It was the mid-1930s in rural Kansas. Urfer, about 10 years old, fixed up a broken down tractor on his family's farm. He sold it to a neighbor for $30.

Urfer is once again trying to make a go during a difficult economic period in the auto industry — an industry he has been in for 50 years.

Only this time, instead of fixing tractors Urfer is trying a more novel approach: He is aiming to become one of the first auto dealers in Florida to sell India-made, diesel-fueled Mahindra trucks and sports utility vehicles. Mumbai-based Mahindra & Mahindra, which started out building post World War II Jeeps, is a dominant force in motor vehicle sales in India.

Mahindra's American-based distributor sought domestic dealers for the vehicles a few years ago. Urfer jumped at the chance, saying he was one of the first to sign up.

The effort isn't mere window dressing. Urfer's family-run dealership has spent more than $1 million to build a glossy 1,500-square-foot showroom for the trucks on Clark Road in Sarasota, next to the family's flagship Land Rover dealership.

“We've been trying to do this for years,” says Urfer, the 83-year-old patriarch of a well-known philanthropic family in Sarasota.

Chip Bennett, who runs the Land Rover dealership for the Urfer family, says the first Mahindra trucks and SUVs could be in Sarasota as early as February. Prices for the vehicles haven't been set yet by Mahindra executives, some of whom personally visited Urfer's operations last year.

Bennett hopes the vehicles will inject some energy into the lethargic luxury auto market, where, at least at his dealership, “it takes a lot more effort to sale a car” these days.

“We have had a huge amount of interest in this already,” says Bennett. “Everyone is asking about it.”

The interest rests partially in the fact that Mahindra is considered to be a step ahead of American and many Japanese automakers in the race for today's auto trend: going green.

Indeed, Mahindra's diesel-fueled vehicles get at least 30 miles to a gallon.
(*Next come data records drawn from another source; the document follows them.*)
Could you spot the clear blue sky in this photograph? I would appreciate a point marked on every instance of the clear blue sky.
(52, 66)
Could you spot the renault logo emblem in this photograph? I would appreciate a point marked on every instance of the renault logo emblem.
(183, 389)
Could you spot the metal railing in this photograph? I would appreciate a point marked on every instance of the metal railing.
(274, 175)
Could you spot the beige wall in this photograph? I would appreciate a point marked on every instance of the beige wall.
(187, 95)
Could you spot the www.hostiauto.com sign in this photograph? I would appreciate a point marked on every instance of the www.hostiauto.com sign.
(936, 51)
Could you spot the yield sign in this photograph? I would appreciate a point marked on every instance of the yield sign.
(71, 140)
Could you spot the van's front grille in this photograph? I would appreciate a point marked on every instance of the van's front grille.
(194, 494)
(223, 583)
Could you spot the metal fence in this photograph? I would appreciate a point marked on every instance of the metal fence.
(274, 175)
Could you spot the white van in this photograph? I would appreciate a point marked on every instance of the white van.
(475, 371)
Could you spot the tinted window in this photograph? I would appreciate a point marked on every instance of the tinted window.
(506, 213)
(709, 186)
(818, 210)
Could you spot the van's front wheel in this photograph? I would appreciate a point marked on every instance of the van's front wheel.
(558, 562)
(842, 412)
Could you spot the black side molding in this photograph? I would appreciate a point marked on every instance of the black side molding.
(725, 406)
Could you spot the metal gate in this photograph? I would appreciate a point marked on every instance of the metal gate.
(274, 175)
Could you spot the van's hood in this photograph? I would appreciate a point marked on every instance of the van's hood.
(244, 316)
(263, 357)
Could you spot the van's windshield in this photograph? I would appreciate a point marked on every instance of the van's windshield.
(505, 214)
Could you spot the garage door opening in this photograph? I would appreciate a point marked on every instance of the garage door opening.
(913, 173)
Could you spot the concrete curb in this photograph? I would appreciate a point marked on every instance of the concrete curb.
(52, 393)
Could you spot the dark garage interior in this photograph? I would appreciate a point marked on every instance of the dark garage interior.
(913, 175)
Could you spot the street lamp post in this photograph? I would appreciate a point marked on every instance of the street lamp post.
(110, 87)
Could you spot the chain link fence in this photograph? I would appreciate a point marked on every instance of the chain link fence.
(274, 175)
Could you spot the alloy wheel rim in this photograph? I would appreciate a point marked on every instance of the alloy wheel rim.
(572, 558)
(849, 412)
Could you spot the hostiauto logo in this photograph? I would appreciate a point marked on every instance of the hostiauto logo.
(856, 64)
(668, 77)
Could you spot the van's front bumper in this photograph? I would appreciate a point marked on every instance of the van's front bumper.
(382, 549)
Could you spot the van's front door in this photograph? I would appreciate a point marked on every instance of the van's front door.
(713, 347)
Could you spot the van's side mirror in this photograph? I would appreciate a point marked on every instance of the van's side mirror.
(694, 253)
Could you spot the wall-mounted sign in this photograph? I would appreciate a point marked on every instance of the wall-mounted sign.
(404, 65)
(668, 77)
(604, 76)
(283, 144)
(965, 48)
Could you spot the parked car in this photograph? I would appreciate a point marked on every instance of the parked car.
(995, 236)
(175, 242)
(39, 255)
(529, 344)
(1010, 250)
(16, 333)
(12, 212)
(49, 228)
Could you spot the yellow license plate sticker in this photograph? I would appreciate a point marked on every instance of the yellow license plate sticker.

The company already exports its trucks to countries in Europe, Africa, South America and the Middle East. Mahindra has also sold farming equipment in some American cities for the past few years.

Urfer has been in the car business almost as long Mahindra. He moved with his family from Kansas to Sarasota in the 1960s and opened a Volkswagen dealership. He would go on to sell Toyotas, Audis, Porsches, BMWs and now Land Rovers.

Urfer sold the BMW operation, just east of the Clark Road Land Rover dealership, in early 2008 — a few months before the national credit-crunch crushed the auto industry. The Urfers got $14 million for the land alone.

Urfer has sold cars and trucks so long that when he adds Mahindra to his list, he can also add this irony: The Land Rover brand was recently bought by Indian billionaire Ratan Tata, owner of one of Mahindra's biggest competitors.